Re: New to Real Estate (Vancouver) - Need Strategic Advice

Fri Dec 25, 2015 11:16 pm

It's a waste saving that much and getting a town house instead of a house . You'll be paying so much taxes
 
eyesthebye2
Real Estate Talker
Posts: 1087
Joined: Sun Jul 27, 2014 6:41 am

Re: New to Real Estate (Vancouver) - Need Strategic Advice

Fri Dec 25, 2015 11:30 pm

Not to say the market doesn't make all of us look like idiots, but thats the same as saying the guy that bet Red 10 times in a row and won is a fortune telling genius.
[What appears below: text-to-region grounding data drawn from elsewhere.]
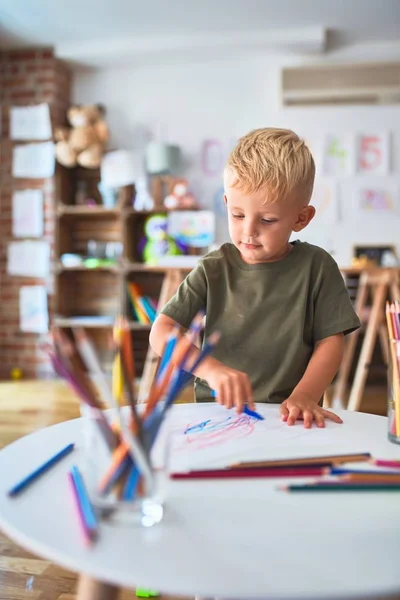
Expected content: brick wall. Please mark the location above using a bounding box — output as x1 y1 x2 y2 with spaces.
0 48 71 379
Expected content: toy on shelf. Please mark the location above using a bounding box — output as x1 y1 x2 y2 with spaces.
54 104 109 169
133 177 154 211
138 214 187 265
163 178 198 210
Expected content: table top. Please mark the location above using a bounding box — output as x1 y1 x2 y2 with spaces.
1 403 400 600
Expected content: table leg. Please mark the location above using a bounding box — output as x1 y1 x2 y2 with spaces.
77 574 120 600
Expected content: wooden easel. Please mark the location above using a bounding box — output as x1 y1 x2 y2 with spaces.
137 268 187 403
331 268 400 411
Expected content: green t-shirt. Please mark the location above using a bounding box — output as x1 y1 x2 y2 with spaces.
161 241 360 404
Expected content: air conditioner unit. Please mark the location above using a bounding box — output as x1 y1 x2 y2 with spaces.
282 62 400 106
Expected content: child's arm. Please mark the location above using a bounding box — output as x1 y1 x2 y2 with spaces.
279 333 344 428
150 314 254 411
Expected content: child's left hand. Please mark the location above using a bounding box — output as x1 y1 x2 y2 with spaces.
280 394 343 428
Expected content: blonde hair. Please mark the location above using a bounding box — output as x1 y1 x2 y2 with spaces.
226 127 315 205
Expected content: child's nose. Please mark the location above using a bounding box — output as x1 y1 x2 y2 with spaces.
243 219 258 237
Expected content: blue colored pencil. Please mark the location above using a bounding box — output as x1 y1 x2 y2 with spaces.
210 390 264 420
330 467 400 476
70 465 98 533
123 465 140 500
8 443 75 497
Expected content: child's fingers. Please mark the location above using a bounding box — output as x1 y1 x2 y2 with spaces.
244 378 255 409
287 406 300 425
321 409 343 424
279 402 289 421
224 380 234 409
314 410 326 428
233 379 244 414
302 410 314 429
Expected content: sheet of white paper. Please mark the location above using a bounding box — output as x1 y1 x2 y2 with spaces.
12 142 55 178
151 403 339 472
10 103 52 141
310 181 339 225
19 286 48 333
12 189 44 237
7 241 50 277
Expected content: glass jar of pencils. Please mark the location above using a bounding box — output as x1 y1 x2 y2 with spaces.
80 404 169 527
387 339 400 445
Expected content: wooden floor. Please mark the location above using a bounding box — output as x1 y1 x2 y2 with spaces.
0 379 389 599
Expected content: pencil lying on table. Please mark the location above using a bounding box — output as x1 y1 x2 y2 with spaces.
282 482 400 492
8 443 75 497
230 453 371 470
171 466 326 480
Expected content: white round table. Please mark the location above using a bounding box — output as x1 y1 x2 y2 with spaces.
1 403 400 600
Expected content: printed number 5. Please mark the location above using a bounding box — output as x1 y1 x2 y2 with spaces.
360 136 381 171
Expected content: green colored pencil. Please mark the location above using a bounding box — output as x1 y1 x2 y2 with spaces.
282 482 400 492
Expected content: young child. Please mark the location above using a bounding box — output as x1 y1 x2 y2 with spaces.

Easy to hit red 10 straight times when that's the only colour on the board. Question is, who the heck is betting on black?
 
jimtan
Real Estate Talker
Posts: 5306
Joined: Tue Jul 31, 2007 10:59 pm

Re: New to Real Estate (Vancouver) - Need Strategic Advice

Sat Dec 26, 2015 1:52 am

So much wisdom here. Easy to forget that there are economic cycles. How much did house prices drop in the last recession? :!:

Just added:

Here's a reason why USA RE suddenly became more attractive.

"U.S. Eases 35-Year-Old Real Estate Tax on Foreign Investors"

http://www.bloomberg.com/news/articles/ ... foreigners

BTW, I was at Best Buy on Cambie at 0615. What a bust!